Spatiotopic maps take time to construct

Eckart Zimmermann, David Burr and Maria Concetta Morrone

Many imaging and psychophysical studies suggest that there exist in the human brain spatiotopic neural maps. We investigated the temporal buildup of spatiotopic representation, using two techniques. In both cases, as subjects fixated a point, a target appeared to which they saccaded on cue after variable exposure duration (0, 500 or 1000 ms). We first measured the tilt-aftereffect: subjects adapted to a tilted grating in one part of the screen, then after the saccade judged the orientation of a grating in either the same retinotopic or spatiotopic position as the adapter. For short durations of saccadic target display, the adaptation was primarily retinotopic; but for longer durations (allowing more time to encode position), spatiotopic adaptation increased and retinotopic decreased, saturating at about 1 sec. The second experiment was a variant of “saccadic suppression of displacement” of a target displaced during saccades. Threshold performance improved considerably with exposure duration of saccade target. Both experiments suggest that encoding in spatiotopic coordinates builds up over time, up to one second. The data also account for much of the apparent inconsistencies in the literature about the existence of spatiotopic encoding.

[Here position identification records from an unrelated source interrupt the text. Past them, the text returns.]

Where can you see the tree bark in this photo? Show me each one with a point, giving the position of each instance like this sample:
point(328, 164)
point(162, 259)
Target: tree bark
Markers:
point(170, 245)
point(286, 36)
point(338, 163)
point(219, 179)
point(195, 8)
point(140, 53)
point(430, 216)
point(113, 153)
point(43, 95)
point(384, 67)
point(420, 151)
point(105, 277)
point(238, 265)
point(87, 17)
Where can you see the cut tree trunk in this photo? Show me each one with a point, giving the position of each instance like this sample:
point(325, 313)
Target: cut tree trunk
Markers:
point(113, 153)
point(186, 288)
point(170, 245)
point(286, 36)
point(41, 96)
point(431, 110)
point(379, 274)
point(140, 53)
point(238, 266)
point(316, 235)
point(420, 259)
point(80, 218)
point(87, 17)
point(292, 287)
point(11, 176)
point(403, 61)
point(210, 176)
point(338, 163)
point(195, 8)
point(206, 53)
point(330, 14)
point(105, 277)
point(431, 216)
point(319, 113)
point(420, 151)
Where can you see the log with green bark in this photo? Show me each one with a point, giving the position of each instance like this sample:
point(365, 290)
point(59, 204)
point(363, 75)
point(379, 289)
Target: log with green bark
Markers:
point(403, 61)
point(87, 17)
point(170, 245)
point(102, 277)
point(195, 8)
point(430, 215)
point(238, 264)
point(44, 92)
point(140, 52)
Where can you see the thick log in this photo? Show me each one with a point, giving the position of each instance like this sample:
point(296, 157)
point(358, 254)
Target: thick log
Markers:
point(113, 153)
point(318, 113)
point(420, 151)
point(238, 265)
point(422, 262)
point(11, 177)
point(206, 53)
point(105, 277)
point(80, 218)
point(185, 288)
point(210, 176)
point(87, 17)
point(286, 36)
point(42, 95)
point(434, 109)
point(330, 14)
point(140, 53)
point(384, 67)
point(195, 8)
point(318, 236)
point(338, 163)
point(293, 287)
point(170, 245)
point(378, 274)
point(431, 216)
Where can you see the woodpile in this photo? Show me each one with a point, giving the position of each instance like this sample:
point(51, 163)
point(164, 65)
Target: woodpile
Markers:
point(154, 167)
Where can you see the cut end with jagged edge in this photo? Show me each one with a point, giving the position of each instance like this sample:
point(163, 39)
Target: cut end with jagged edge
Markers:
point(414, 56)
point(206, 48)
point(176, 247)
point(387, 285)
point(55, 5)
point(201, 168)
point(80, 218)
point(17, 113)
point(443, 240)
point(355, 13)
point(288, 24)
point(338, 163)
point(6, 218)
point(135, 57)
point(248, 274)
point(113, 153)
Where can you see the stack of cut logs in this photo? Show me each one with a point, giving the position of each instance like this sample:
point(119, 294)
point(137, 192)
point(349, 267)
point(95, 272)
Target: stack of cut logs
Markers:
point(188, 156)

Optimal integration of afferent and efferent signals in spatial localization

Martina Poletti, David Burr and Michele Rucci

As we explore a scene, the visual system can rely on multiple signals to keep track of where objects are in space: the retinal input, a corollary discharge, and extraocular proprioception. Statistically, the optimal strategy to combine multiple estimates is a linear weighted average based on their reliability. Here, we used a novel gaze-contingent display procedure to investigate whether spatial localization in humans conforms to the rules of such an ideal observer. In complete darkness, participants searched for two hidden targets that were briefly displayed at the current gaze position, each one after a predetermined number of saccades. Upon finding the second target, subjects reported the remembered location of the first. As predicted by an ideal observer model, the localization error increased linearly with 1-3 saccades then began to saturate. Extraocular proprioception contributed to 20% of the estimate with just one saccade, increasing to 40% after 3 saccades. Our results show that afferent and efferent signals are optimally combined in the representation of space, thus reconciling a large body of conflicting results in the literature.